One nurse attends to the entire island

On the small island of Huraa, one hour's sail from Male, there is one primary level health centre which provides service to the total island population of around 900 people. The health centre is manned by a nurse and occasionally by a general practitioner. The nurse, Ms. Aishath Shaany, is one of the 70 health workers who have been trained in diabetes under the project to date. Upon return from training she has carried out screenings which has led to the identification of 20 new diabetes cases. These newly identified people now attend the clinic on a regular basis and Ms. Shaany expects more patients to be identified in the time to come.

According to the Mr. Lautrup-Nielsen, the diabetes service established at Huraa's only health centre is likely to provide relief to many patients from the demanding travels to Male capital for basic care.

"However, the absence of pharmacy service on the island does at times demand patients to travel to Male to acquire their medication," he says.

A great relief

During his visit to the Huraa Health Centre, Mr. Lautrup-Nielsen met two of the people with diabetes who attend the recently opened diabetes clinic at a regular basis. Ms. Rasheeda Mohamed, aged 57, was diagnosed with diabetes in 2002. She applauded the opening of the diabetes service at the health centre on the island. During the first eight years after she was diagnosed she had travelled to Male capital island every two months for controls and examinations.

"After I found out that the care services and advice they provide at the local health centre are of standards comparable to what I got in Male, I am positive that my diabetes condition can be managed here at Huraa island. This has been a great relief in my life and to my family," she expressed.

Mr. Abdul Hassan, aged 66, was diagnosed with diabetes in 2004 and has since spent substantial resources on travels to Male island for care and advice. He was particularly pleased with the perspective of eye services becoming available at the DSM premises in the future as he has experienced vision problem in recent times.

"This will save me a trip to India or Sri Lanka which is currently the nearest place I can get proper eye examination," he said.

The first clinic for advanced eye care

After the successful launch of the first World Diabetes Foundation and DSM collaboration in the "Project 200 islands", DSM sought the opportunity to further improve the level of diabetes services in the Maldives. Under the second project which will commence in June 2011, an eye care clinic will be established at the DSM premises in Male.

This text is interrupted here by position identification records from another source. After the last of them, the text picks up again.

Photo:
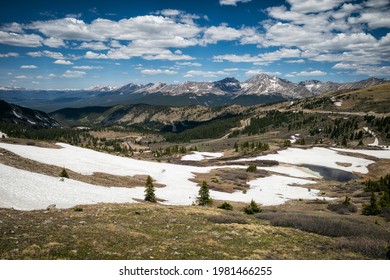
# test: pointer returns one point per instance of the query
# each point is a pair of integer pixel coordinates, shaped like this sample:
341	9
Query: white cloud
306	73
314	6
96	46
246	35
253	72
170	12
157	71
236	58
73	74
358	69
10	54
28	67
63	62
148	28
374	18
262	59
193	64
54	42
296	61
207	74
87	67
12	27
127	52
232	2
20	40
55	55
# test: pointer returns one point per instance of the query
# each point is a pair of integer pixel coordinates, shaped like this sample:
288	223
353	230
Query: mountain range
11	113
259	89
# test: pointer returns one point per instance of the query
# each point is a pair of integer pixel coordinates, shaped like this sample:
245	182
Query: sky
79	44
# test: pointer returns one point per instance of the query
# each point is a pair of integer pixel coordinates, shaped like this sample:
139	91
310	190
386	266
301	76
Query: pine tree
63	173
149	190
204	198
252	208
373	208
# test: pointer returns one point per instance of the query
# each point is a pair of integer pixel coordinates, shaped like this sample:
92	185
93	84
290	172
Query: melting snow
317	156
27	190
385	154
198	156
3	135
271	190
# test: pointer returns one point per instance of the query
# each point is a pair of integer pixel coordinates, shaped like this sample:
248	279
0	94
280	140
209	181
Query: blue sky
79	44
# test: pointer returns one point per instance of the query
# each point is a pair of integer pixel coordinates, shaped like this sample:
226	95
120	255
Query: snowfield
385	154
199	156
272	190
317	156
3	135
26	190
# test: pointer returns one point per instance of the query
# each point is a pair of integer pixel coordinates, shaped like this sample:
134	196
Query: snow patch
3	135
17	115
317	156
198	156
384	154
26	190
272	190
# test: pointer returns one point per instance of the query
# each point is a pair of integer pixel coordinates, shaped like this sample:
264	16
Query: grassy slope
145	231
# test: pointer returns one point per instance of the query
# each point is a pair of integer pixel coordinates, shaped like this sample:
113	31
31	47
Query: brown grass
228	179
98	178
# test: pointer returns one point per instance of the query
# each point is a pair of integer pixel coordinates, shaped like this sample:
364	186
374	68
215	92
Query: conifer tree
373	208
63	173
149	190
204	198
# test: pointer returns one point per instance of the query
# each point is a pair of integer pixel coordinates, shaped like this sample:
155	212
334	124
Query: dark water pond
332	173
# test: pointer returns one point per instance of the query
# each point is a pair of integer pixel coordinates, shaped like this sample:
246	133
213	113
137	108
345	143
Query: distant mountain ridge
10	113
259	89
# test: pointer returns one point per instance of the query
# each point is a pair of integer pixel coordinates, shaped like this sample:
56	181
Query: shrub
231	218
149	190
251	168
204	198
63	173
226	206
333	226
373	208
252	208
345	207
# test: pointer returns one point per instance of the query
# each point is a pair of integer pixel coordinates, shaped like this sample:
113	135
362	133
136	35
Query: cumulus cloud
54	42
87	67
193	64
206	74
55	55
157	71
358	69
9	54
306	73
28	67
232	2
74	74
314	6
20	40
253	72
96	46
127	52
63	62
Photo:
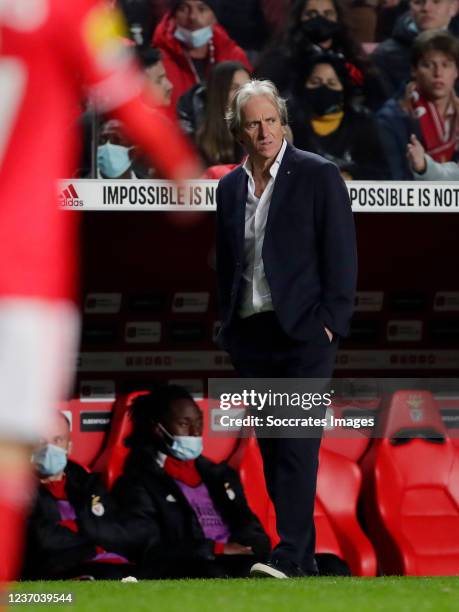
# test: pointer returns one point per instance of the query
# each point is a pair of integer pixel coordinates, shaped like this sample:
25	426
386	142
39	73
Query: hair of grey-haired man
254	88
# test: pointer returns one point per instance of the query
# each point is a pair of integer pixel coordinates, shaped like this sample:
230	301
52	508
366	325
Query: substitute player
53	54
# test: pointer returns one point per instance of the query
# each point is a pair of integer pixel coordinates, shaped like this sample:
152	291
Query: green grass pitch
389	594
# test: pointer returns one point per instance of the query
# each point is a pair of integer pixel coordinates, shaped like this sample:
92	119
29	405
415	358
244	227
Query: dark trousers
260	349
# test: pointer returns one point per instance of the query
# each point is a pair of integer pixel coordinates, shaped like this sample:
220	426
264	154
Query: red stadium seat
111	462
449	410
338	531
344	441
411	494
88	428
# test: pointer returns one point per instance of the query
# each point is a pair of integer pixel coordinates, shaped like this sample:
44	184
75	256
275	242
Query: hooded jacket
163	523
176	61
53	548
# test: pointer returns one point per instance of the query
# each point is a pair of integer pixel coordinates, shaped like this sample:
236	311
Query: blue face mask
50	460
183	447
113	160
194	38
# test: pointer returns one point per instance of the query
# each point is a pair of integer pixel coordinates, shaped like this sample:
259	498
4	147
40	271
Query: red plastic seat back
348	442
417	496
411	411
111	461
217	448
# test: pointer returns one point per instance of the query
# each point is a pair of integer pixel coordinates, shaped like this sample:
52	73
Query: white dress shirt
256	294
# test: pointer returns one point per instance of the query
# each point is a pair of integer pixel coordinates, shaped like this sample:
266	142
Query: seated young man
188	515
429	109
73	530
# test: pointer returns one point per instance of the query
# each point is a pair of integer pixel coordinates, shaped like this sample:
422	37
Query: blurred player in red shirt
53	55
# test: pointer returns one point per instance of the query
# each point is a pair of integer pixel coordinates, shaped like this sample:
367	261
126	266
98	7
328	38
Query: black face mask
318	29
323	100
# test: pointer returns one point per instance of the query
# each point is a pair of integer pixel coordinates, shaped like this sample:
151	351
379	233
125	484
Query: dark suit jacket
309	251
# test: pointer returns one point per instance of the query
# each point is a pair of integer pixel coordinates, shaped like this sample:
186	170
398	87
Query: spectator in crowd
324	121
246	23
192	41
424	168
202	113
392	57
315	26
116	158
155	72
142	17
389	11
188	515
429	109
114	153
73	530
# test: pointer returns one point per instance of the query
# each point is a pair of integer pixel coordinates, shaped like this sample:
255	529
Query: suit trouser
260	349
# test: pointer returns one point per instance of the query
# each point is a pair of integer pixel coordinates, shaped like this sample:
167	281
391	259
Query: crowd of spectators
370	85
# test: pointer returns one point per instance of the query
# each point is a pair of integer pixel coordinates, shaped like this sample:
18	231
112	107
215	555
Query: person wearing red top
188	516
191	42
53	55
73	528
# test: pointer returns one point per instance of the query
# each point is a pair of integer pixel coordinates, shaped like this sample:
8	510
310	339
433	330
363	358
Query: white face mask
113	160
183	447
50	460
194	38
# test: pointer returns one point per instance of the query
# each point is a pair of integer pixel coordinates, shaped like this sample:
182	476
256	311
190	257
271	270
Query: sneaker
276	569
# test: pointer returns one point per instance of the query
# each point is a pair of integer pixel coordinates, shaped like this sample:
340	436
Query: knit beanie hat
173	4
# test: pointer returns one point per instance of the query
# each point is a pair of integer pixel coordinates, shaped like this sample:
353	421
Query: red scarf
440	135
185	471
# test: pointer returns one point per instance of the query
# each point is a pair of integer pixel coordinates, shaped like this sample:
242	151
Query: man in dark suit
286	268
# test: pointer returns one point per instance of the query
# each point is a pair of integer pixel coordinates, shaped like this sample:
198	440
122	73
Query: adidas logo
69	197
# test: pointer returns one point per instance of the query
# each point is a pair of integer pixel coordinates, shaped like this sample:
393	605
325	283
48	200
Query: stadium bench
411	491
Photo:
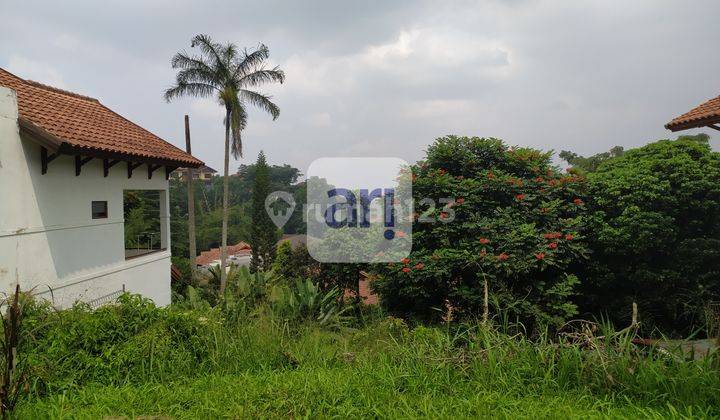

During the three year project period, 86 eye screening camps will be held on six main atolls. Diabetes patients identified in need of advanced eye care will be referred to the new clinic in Male. In addition, since the eye clinic will be the first of its kind in Maldives, it will also be the referral centre for diabetes-related advanced eye care from all islands. A local ophthalmologist will be the key person in charge of the project roll out of the screening camps and of the care provision at the new eye clinic. In addition, awareness activities will be carried out with targeted population covered to reach more than 100,000.

The gain for the end user

When asked about the difference this project does, Ms. Aishath Shiruhana, CEO of DSM immediately drew attention to the end users, namely people with diabetes: "As awareness is being created people increasingly understand the need for early action with regard to health issues and complications. We see people with diabetes taking the initiative to do health checks on their own. As a result, people are leading healthier lives due to the knowledge gained about preventive and curative measures. Through the trained educators who are working on their own islands in the existing health settings we are now able to continue screening and awareness program to the disadvantaged and remote islands," she concludes.